Other factors that influenced transferring are socially based. The University of Georgia is viewed as bigger and full of more social opportunities than participants’ first post secondary institution.

"I don’t want to feel like I’m at orientation again"
Bar graph of number of close friends at previous school vs UGA

The number of close friends decreased or stayed the same for transfer students when they migrated to their receiving community.

Two out of three participants were aware of the existence of the Transfer Student Organization.  However, none of the respondents attended any of the events or utilized any of the resources made available by the organization.

The lack of participation in transfer student-oriented programs was confirmed through my attendance of one of the coffee socials held for transfer students. No students were present at the event. Upon discussing with one of the event coordinators, I learned of the minimal student participation at transfer student outings.

There was a stigma associated with participating in such activities. One respondent stated that she didn’t want to feel like she was at orientation again.

Having an already established social network aided two of the students’ transition. Being involved in an on-campus activity (rugby) affected the size of one’s local support system.


The participant without an established social network (random roommate, no previous affiliations to UGA except one alumni family member) struggled more with building new substantial social connections.


He was involved in one student organization, at the beginning of the semester but was no longer active at the close of the semester. The “cliquish” environment, or struggle to integrate an already established social network, caused him to remove himself from the organization.

"It's a bigger town with more things to do."

Although a secondary motivation for transferring was the appeal of a larger and more social campus, the oversaturation of information regarding on campus activities limited involvement for transfer students.


The female participants discovered information about activities through fliers posted on campus and emails while the male participant used social media to find social opportunities.


Living off campus was more financially beneficial for the participants, but the opportunity cost was the loss in on campus involvement.

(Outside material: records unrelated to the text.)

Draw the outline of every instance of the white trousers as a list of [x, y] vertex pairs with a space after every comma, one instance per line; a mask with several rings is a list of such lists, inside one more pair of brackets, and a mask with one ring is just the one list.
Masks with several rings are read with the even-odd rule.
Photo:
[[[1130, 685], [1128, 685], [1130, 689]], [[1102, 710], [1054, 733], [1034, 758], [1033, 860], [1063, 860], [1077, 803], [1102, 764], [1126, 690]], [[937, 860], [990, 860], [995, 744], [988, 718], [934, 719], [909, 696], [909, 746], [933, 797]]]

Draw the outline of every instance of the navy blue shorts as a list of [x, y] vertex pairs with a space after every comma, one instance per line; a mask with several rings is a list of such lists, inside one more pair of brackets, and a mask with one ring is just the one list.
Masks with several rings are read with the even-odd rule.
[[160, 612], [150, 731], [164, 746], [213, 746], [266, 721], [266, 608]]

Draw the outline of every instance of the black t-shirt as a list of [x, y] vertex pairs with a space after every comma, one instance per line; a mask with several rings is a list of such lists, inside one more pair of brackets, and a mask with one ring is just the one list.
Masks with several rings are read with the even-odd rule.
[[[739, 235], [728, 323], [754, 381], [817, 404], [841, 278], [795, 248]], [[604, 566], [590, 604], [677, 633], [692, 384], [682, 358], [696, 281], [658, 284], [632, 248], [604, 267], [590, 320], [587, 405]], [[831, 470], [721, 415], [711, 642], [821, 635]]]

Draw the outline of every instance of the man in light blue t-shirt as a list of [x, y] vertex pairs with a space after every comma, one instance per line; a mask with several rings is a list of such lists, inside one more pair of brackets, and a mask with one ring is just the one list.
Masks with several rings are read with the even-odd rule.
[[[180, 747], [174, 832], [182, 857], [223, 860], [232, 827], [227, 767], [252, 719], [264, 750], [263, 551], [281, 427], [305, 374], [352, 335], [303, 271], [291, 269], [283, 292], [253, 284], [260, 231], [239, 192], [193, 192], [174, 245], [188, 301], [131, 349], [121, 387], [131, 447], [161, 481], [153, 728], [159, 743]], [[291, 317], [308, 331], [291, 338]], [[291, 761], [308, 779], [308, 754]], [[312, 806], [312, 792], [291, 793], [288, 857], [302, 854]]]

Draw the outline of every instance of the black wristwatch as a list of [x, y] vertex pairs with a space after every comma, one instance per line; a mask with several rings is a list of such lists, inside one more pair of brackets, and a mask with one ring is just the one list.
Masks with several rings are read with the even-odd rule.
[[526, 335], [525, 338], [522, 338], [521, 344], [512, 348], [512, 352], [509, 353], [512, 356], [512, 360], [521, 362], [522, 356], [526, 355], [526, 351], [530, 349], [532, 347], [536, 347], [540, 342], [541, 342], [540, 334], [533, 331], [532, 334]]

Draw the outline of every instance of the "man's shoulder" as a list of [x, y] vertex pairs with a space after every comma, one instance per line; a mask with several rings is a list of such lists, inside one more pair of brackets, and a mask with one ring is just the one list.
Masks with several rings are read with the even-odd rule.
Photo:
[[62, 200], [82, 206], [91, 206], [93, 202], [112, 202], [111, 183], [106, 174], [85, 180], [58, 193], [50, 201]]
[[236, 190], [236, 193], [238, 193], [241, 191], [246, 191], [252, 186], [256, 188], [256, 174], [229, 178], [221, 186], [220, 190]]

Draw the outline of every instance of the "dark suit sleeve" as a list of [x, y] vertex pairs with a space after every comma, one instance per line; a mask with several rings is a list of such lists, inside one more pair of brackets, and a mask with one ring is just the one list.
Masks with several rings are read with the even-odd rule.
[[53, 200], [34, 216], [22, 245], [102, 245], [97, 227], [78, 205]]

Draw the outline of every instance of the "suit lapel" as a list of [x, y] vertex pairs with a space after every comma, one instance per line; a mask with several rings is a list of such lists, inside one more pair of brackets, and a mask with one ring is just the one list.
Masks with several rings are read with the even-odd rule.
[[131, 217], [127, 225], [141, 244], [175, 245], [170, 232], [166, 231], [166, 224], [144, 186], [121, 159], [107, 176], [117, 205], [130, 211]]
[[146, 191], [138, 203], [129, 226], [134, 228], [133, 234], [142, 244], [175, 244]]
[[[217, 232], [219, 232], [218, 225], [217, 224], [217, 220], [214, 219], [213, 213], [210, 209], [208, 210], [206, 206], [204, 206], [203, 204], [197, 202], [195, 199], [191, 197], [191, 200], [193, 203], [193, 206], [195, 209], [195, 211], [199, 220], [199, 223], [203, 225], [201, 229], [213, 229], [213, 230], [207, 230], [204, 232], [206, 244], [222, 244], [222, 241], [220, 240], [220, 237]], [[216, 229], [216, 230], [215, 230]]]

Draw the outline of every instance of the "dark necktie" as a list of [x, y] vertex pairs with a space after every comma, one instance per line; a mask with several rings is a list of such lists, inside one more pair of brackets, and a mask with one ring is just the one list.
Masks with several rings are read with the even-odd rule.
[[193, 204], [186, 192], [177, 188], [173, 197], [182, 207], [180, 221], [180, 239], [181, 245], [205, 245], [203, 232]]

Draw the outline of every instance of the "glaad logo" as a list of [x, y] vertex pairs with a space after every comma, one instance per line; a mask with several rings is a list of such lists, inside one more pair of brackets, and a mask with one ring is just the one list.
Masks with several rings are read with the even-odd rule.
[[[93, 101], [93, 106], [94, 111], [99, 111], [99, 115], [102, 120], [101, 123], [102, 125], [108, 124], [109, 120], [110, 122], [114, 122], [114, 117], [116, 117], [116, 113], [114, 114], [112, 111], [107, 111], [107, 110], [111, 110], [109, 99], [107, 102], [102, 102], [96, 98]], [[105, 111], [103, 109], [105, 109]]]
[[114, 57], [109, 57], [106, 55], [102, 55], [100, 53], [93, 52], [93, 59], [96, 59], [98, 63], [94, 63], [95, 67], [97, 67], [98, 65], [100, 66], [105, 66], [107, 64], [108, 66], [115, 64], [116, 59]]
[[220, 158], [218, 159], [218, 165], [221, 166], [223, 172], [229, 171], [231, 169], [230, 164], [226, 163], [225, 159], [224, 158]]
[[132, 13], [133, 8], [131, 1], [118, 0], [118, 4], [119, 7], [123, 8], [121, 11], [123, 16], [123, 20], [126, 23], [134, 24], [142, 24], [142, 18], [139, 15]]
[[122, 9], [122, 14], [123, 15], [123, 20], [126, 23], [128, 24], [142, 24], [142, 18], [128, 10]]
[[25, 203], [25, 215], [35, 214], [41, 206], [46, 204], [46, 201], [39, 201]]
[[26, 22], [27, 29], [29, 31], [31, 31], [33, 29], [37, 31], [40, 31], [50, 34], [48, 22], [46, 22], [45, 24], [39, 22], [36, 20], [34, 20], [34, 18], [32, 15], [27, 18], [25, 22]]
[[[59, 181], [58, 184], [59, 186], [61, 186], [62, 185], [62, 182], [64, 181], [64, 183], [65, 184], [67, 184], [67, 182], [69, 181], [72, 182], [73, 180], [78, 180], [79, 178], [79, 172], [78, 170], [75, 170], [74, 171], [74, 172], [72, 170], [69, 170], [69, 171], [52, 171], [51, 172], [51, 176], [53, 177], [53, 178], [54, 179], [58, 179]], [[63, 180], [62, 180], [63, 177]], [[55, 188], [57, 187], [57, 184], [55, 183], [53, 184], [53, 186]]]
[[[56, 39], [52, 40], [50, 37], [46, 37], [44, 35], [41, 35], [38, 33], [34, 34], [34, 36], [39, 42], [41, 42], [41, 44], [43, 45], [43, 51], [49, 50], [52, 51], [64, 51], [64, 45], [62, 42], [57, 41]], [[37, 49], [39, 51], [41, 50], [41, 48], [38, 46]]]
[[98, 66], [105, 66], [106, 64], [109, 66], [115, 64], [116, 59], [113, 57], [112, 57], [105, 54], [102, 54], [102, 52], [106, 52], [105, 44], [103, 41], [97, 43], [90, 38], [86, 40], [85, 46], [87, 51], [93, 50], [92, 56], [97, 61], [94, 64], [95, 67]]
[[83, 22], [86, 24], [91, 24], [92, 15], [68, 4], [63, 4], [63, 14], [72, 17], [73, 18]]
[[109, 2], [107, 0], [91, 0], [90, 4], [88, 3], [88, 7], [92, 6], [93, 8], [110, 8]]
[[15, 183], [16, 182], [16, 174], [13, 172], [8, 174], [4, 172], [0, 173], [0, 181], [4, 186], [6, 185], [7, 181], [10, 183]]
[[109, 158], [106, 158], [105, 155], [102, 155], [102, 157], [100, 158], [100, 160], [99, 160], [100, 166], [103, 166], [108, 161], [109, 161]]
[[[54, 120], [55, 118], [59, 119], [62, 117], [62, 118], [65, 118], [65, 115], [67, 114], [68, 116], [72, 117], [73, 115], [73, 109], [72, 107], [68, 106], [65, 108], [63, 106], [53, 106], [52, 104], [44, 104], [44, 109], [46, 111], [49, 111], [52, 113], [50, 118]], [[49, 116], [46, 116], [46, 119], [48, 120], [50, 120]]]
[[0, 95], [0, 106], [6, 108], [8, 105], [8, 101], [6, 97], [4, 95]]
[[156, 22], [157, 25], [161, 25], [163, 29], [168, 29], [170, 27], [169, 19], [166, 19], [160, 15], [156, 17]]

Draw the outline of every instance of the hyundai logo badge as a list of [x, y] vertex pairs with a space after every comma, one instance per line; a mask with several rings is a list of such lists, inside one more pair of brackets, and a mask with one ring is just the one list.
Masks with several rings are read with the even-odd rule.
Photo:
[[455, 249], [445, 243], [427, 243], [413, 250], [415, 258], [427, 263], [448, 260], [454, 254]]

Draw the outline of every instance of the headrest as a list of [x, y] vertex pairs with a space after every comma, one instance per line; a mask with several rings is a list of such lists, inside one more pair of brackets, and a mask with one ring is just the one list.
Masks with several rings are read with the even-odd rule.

Long-term involvement was only sustained if a strong social network was present, as was the case with the female rugby players.

Next Steps & Recommendations

One respondent explicitly stated that she had a job. Future research about transfer students’ involvement in their receiving community should look at how factors such as employment, race, relationships, and resources contribute to the transfer migrant’s experience.

Based on current findings, explore development of discreet stigma free resources such as transfer student app or targeted social media marketing campaign

For non-digital marketing, conduct research to discover where transfer students congregate or frequent. More off campus marketing may be necessary to reach transfer students

Encourage pursuit of previous interests and team building activities such as sports

Focus on events with mixed populations (transfer and non-transfer students) and promote without transfer student label to avoid stigma

  1. Increased transfer student awareness of targeted resources 

  2. Deepened personal empathy towards transfer students

Reflections & Limitations
  • Interviewed two participants in coffee shop, which may have altered responses due to lack of privacy

  • Including perspectives from two participants who knew one another might have limited my findingsIn the future, including a more diverse population can provide more varied perspectives.

  • Much of my research consisted of interviews. If time permitted, I would have liked to spend an entire day with each participant in order to have a more ethnographic experience and better understand the everyday life of transfer students.